When the Beatles played two shows at the Indiana State Fair in September of 1964, Radio station WIFE 1310 sponsored the show in the Coliseum, and WIBC sponsored the show in the grandstand. In 1963, WIFE-310 AM signed on the air with a rock-heavy playlist. And by the time The Beatles arrived, the station had rapidly surged to the top of the ratings race, bringing an end to radio station WIBC-1070 AM’s reign as the champion of Indianapolis’ airwaves. In 1964, programming on WIFE largely focused on top 40 hits and bubblegum rock including The Beatles.
The Beatles concerts have been detailed by this writer in past columns and the specifics of those shows are well-known to all Circle City Beatles fans. Stephen Bruce Smith added more details to that story and revealed that Lennon “got the bumper sticker in 1964 at the station when The Beatles awarded tickets to a lucky high school girl who won a contest. I knew her brother at Howe High School. John got that sticker at the station from either Jay Reynolds or Jack Sunday (Jerry Baker).”
Turns out Smith, who knows everybody, rediscovered that lucky ticket-winning girl too. Did I mention Stephen Bruce Smith knows EVERYBODY? Her name is Elaine Conly and she is a Howe graduate, class of 1966. She was Elaine May when she won that contest back in 1964. Elaine’s mother, Virginia Casey May, who passed in 2002, was active in the Irvington Women’s Club as past chairwoman and past president of the Irvington Music Study Group. She was also a pioneer member of the neighborhood CrimeWatch program and Human Rights Commission, retiring from the Indianapolis Mayor’s office in 1977. Virginia was also a former chairwoman for the Junior Civic Theatre and scriptwriter for the “Time for Timothy (Churchmouse)” program. So Elaine, who performed in some of those productions for her mother’s Civic Theatre, knew a thing or two about the entertainment business.
15-year-old Elaine entered a 50-word or less summertime essay contest by the Indianapolis News titled “I want to meet the Beatles because…” Elaine entered (without telling her parents) and her 47-word essay was selected as the winner from more than 3000 entries. Her winning entry read: “I want to meet the Beatles because they have a special magic. When they perform, the oppressing world crisis and other problems can be temporarily forgotten.
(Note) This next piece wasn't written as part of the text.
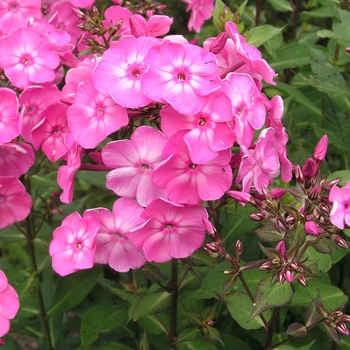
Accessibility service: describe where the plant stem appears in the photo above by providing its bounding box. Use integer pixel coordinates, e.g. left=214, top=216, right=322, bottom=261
left=264, top=307, right=280, bottom=350
left=168, top=259, right=179, bottom=348
left=238, top=272, right=269, bottom=329
left=24, top=178, right=53, bottom=350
They sing happy, swinging songs. I’d love to meet the four young men who can make everything seem a little brighter.” Just like in the movie Bye-Bye Birdie, Elaine supplants Ann-Margret who likewise wins a contest to meet her Elvis-like hero, Conrad Birdie.
“I had to keep it a secret though, that was hard to do,” Elaine says. When her picture appeared on the front page of the newspaper announcing her victory, “The phone rang off the hook, it was pandemonium.” Elaine, the daughter of Harry A. May, grew up at 1134 N. Butler Ave., “Butler Avenue North of 10th, Two blocks from the Steer Inn,” she states.
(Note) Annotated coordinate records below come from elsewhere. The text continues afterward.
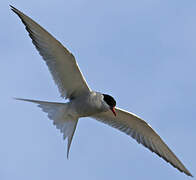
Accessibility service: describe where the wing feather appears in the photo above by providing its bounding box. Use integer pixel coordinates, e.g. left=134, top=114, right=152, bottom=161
left=11, top=6, right=90, bottom=99
left=93, top=108, right=192, bottom=176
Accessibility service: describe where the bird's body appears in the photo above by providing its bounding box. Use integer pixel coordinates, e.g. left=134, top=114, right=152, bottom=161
left=11, top=6, right=192, bottom=176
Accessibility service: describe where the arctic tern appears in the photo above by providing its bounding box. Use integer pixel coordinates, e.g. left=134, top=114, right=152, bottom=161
left=10, top=6, right=192, bottom=176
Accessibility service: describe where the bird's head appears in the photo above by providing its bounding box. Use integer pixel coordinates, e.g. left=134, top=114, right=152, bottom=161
left=103, top=94, right=116, bottom=116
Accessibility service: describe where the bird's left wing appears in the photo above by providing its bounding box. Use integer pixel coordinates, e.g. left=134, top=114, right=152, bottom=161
left=92, top=108, right=192, bottom=176
left=11, top=6, right=90, bottom=99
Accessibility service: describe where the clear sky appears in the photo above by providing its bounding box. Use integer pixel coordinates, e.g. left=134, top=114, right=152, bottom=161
left=0, top=0, right=196, bottom=180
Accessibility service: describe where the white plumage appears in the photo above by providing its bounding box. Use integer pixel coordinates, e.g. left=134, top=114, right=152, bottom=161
left=11, top=6, right=192, bottom=176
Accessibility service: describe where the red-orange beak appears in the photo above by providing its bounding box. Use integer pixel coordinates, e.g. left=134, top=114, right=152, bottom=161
left=110, top=107, right=116, bottom=116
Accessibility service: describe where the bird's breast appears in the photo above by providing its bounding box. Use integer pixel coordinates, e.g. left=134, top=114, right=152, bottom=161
left=71, top=93, right=109, bottom=117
“I was worried that they (The Beatles) would not want to meet a teen-aged kid and that they might poke fun at me. I expected to get a cold reception.” Elaine recalls, “But they were perfect gentlemen and very nice to me. I shook all of their hands and when I entered the room, John stood up an offered me his seat.” Which was a good thing because John Lennon was her chosen Beatle. “He had written a book of poetry and he was my favorite. They were all very nice and gentlemanly but John was the nicest of the four.” Elaine recalls. “I went out and bought a special black crepe dress because I heard that John liked black.”
The whole encounter, which took place in the communications building at the State Fairgrounds across from the Coliseum, took less than five minutes. Elaine reveals, “I wore the class rings of four of my classmates to the meeting. They belonged to my friends. They all wanted their ring to touch a Beatle.” When I asked if she got any souvenirs or autographs, she responds, “No, I was told (by the Indy News) that I couldn’t ask for autographs or take photographs of my own. I wish I would have because I probably could have paid for my college tuition with that money now.”
Elaine states that the newspapers followed up on Elaine’s story every few years. As for the Fab Four, “They were very funny but very polite.” she recalled. Part of Elaine’s duties that day, aside from the obvious photo op for the news, was to deliver an original editorial cartoon from the News to the Lads from Liverpool. “Then I just stood to the side for the rest of the Press Conference”, Elaine says. When she left the building, she was bombarded with questions from local reporters.
Part of her prize package included tickets to the show. When asked what memories she had of the concert, Elaine says, “Security was very tight. It was very dark and very hard to hear them. But it was great to look at them, they were so handsome.” Her tickets? “Oh, they were very close, first 10 rows or so.” Did anyone recognize her as the contest winner? “Yes, a few people picked me out right away, but then the Beatles came out and that was that.” Elaine is still saddened by the death of her favorite Beatle. “I was watching Monday Night Football (December 8, 1980) when they broke in to announce that John Lennon had been shot. I cried. I cried a lot.”
And what about that little black dress, the only physical souvenir she has left from that encounter? “That dress was good luck.” she says, “I was wearing that dress a year later when I walked a friend to the bus station. A friend of a friend, University of Cincinnati architecture student Michael Conly, was on the bus and kept asking, “Who’s that girl in the black dress?” Long story short, Elaine and Michael Conly have been married for 51 years. And her engagement ring? Michael purchased it for her in Beatles Country: England, where he was studying in Europe.
Several years ago, Michael had a special print of his wife’s brush with the Beatles enlarged and the poster-sized photo hangs on the couple’s wall inside their Fishers home. “That’s my claim to fame I guess. Over the years it (the photo) was a big hit with our babysitters who would gasp and ask me about the encounter. I was always amazed because most of them were not even born when that meeting took place. The Beatles still have that power though, after all these years.”